The obtained output value from the impedance detector 7 varies as the 
holder 6 descends. The detected signal from the impedance detector 7 is 
input to the first comparator 32, and compared with the reference voltage 
V. The reference voltage V represents a plasma detection threshold value 
S.sub.1. when the detected signal decreases to the level of the reference 
voltage V or lower, a signal is output to the holder drive member 13 so as 
to stop the holder 6. Thus, extraction of the plasma component is started. 
The minimum impedance at this point is held by the negative peak-hold 
circuit 34 as a plasma impedance X.sub.1. 

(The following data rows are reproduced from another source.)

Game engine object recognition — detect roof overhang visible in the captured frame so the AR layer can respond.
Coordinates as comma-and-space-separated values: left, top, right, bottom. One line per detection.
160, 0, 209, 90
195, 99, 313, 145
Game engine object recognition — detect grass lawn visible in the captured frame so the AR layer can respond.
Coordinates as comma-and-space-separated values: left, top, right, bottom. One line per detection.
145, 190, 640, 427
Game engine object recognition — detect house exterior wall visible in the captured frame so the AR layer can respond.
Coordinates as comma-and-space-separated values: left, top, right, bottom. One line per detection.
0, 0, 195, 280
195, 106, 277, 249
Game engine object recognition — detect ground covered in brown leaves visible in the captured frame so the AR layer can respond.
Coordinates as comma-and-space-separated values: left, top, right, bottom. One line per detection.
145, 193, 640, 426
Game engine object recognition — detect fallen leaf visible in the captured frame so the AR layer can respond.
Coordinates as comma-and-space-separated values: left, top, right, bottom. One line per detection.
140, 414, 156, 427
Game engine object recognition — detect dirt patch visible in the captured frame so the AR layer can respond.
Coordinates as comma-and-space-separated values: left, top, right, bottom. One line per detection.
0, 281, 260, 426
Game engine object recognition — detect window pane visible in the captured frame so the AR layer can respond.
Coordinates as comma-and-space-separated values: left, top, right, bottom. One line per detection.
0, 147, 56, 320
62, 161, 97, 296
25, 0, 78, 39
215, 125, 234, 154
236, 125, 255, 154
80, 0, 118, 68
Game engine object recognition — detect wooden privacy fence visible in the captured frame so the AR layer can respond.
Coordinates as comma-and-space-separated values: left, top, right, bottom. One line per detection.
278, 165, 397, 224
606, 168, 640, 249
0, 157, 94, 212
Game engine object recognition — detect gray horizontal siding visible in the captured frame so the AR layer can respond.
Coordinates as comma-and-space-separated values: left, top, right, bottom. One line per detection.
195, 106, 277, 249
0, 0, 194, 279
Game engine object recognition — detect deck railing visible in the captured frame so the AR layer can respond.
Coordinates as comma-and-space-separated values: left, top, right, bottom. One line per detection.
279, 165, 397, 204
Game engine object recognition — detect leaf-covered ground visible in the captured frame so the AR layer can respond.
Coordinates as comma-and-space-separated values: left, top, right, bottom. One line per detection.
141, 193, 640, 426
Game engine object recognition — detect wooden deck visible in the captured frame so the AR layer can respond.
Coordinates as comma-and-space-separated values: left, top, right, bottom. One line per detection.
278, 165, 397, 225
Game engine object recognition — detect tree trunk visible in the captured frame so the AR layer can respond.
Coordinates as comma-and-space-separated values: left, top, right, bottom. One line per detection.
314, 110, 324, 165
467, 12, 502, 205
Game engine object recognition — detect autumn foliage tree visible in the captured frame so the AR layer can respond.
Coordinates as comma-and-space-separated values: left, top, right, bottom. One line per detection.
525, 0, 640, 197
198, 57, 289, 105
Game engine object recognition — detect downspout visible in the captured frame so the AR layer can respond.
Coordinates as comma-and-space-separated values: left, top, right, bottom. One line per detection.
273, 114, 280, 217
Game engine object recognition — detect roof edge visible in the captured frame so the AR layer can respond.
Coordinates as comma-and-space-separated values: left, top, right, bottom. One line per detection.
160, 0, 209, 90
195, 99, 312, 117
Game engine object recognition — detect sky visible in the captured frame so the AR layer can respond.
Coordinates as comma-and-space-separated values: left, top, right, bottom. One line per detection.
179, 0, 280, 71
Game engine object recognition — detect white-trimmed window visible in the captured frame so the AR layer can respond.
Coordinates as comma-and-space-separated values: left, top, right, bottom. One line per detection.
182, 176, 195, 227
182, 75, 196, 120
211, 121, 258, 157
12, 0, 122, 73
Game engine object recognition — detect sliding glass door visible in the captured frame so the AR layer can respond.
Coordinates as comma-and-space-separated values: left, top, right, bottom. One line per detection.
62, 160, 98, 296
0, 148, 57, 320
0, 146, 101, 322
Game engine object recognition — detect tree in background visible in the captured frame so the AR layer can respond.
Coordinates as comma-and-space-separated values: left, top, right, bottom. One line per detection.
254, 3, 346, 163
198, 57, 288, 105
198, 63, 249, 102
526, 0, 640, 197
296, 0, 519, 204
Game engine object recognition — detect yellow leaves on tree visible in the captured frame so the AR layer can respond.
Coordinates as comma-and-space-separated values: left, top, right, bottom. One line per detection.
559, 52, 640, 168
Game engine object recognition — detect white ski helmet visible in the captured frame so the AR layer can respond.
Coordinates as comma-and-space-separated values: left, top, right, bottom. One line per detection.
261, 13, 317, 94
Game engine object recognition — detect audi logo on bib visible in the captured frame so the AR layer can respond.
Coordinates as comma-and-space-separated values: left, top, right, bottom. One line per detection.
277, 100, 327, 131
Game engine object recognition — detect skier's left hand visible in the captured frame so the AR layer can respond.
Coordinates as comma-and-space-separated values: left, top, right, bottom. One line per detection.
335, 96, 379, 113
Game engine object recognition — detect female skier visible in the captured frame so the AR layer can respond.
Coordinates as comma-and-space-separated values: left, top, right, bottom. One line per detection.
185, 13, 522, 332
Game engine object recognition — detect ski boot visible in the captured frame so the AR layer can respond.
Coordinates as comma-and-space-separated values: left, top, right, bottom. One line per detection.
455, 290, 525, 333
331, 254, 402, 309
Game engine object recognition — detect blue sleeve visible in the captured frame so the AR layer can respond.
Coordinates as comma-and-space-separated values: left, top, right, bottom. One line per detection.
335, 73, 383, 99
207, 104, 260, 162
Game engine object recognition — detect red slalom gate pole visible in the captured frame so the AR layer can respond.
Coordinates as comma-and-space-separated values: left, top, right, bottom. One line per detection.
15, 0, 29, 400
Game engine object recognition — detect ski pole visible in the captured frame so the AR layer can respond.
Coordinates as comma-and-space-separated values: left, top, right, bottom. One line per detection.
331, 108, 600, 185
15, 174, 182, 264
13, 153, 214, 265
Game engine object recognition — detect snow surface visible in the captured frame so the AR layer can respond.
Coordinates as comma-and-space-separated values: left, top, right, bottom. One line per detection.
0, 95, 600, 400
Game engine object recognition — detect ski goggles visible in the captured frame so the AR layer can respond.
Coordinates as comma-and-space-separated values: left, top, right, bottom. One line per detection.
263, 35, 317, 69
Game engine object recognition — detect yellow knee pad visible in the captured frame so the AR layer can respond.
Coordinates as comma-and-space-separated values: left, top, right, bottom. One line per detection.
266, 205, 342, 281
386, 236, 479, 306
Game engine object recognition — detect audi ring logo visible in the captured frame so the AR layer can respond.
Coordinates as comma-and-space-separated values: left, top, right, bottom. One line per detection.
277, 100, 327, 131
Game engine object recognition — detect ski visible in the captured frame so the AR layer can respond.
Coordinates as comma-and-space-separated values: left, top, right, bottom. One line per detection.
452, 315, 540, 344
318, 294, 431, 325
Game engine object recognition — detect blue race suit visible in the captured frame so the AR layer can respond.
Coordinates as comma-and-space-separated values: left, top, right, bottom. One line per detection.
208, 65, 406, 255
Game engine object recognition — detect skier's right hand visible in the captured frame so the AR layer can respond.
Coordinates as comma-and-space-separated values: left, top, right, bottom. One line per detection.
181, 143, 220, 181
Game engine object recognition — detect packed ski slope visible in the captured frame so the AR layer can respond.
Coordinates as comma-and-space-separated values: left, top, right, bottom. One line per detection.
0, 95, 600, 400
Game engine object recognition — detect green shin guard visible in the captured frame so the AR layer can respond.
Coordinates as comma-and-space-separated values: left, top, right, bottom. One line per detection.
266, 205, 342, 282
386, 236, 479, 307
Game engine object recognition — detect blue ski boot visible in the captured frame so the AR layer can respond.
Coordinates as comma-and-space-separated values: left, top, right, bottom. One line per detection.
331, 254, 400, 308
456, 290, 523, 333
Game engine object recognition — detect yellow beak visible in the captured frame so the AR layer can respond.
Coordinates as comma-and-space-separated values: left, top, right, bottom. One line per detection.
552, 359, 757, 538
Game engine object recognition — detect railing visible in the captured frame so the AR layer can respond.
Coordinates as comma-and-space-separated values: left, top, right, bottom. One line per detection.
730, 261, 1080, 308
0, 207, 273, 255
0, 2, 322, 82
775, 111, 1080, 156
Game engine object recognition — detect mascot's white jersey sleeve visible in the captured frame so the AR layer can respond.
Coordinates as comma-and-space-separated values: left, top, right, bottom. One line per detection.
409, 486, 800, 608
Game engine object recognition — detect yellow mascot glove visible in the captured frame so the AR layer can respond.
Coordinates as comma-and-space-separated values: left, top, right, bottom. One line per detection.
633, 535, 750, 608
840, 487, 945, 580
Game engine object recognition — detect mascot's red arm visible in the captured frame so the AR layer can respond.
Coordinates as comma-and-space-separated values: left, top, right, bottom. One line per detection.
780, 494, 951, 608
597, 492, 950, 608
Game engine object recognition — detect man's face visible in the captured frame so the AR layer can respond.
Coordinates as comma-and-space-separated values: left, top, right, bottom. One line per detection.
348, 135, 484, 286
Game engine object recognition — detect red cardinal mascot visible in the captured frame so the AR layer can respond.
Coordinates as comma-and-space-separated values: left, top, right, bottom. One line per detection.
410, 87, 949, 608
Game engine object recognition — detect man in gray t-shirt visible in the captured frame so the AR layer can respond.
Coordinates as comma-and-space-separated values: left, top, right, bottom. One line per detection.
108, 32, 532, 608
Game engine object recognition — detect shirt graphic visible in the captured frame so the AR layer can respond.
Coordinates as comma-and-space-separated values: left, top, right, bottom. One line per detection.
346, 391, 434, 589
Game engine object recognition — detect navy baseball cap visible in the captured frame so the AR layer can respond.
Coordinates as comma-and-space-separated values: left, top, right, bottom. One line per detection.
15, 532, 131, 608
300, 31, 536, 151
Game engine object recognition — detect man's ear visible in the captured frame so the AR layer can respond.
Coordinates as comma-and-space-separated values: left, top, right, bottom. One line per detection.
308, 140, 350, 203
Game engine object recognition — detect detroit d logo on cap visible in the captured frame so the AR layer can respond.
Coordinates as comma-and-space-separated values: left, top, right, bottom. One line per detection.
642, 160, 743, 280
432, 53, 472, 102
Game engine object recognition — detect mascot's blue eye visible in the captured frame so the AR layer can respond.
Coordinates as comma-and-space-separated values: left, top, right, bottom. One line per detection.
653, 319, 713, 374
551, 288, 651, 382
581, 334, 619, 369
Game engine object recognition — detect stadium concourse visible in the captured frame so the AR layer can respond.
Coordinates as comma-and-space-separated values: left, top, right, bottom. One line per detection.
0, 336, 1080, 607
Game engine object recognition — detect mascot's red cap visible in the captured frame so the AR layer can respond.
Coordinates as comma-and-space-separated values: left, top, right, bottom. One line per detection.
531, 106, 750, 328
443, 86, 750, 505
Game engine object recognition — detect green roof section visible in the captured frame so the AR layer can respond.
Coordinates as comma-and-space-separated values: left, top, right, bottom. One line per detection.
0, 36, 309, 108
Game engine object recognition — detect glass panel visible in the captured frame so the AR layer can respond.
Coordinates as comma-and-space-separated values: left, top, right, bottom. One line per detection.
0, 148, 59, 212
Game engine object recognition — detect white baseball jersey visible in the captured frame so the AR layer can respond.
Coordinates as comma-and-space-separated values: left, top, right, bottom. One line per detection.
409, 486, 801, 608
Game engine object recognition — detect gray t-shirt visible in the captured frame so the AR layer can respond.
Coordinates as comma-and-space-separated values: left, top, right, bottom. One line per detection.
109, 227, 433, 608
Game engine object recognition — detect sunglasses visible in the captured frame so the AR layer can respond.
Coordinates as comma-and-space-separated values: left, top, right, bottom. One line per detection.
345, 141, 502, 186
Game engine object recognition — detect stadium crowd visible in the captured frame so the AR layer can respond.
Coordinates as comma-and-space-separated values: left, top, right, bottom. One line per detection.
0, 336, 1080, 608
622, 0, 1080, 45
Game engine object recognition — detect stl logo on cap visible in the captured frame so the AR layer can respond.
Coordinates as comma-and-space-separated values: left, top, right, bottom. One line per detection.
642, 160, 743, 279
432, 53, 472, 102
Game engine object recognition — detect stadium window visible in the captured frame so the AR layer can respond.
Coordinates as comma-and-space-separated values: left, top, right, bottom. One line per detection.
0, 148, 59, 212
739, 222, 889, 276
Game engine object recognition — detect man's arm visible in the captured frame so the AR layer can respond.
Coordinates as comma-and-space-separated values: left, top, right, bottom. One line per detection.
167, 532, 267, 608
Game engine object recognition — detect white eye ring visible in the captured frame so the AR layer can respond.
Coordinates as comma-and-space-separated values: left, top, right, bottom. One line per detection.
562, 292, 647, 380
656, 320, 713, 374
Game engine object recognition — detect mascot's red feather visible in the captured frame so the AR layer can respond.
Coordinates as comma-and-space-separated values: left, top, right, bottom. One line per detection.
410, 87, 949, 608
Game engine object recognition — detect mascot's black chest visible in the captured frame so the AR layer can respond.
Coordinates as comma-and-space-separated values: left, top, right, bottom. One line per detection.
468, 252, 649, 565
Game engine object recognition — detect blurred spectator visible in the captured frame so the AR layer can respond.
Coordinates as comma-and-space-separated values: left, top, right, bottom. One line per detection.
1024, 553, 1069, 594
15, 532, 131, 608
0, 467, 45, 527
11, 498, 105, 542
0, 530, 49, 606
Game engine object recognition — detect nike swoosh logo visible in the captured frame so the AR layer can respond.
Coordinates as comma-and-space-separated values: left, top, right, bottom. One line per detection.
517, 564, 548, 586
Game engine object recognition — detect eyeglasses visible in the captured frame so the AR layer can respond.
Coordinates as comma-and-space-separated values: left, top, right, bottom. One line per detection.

After extracting a predetermined amount of the plasma component 2, the 
holder 6 is further lowered, and while the holder being lowered, the 
impedance between the nozzles 4 and 5 is continuously detected. The 
impedance values detected are successively input to the second comparator 
33 along with the addition results from the adder 35. The adder 35 adds a 
predetermined value .delta. to the plasma impedance X.sub.1, and the 
addition result (X.sub.1 +.delta.) is output to the negative input 
terminal of the second comparator 33. The second comparator 33 compares 
the result detected by the impedance detector 7 and the result (X.sub.1 
+.delta.) obtained by the adder 35. If an impedance value detected by the 
impedance detector 7 is (X.sub.1 +.delta.) or higher, the holder drive 
member 13 stops the holder 6, and extraction of the blood cell sample 3 is 
carried out. 
In this embodiment, the interface between the plasma component 2 and the 
blood cell component 3 is accurately detected regardless of the 
characteristic difference between blood samples as in the other 
embodiments described above. 
Additional advantages and modifications will readily occur to those skilled 
in the art. Therefore, the invention in its broader aspects is not limited 
to the specific details, and representative devices shown and described 
herein. Accordingly, various modifications may be made without departing 
from the spirit or scope of the general inventive concept as defined by 
the appended claims and their equivalents.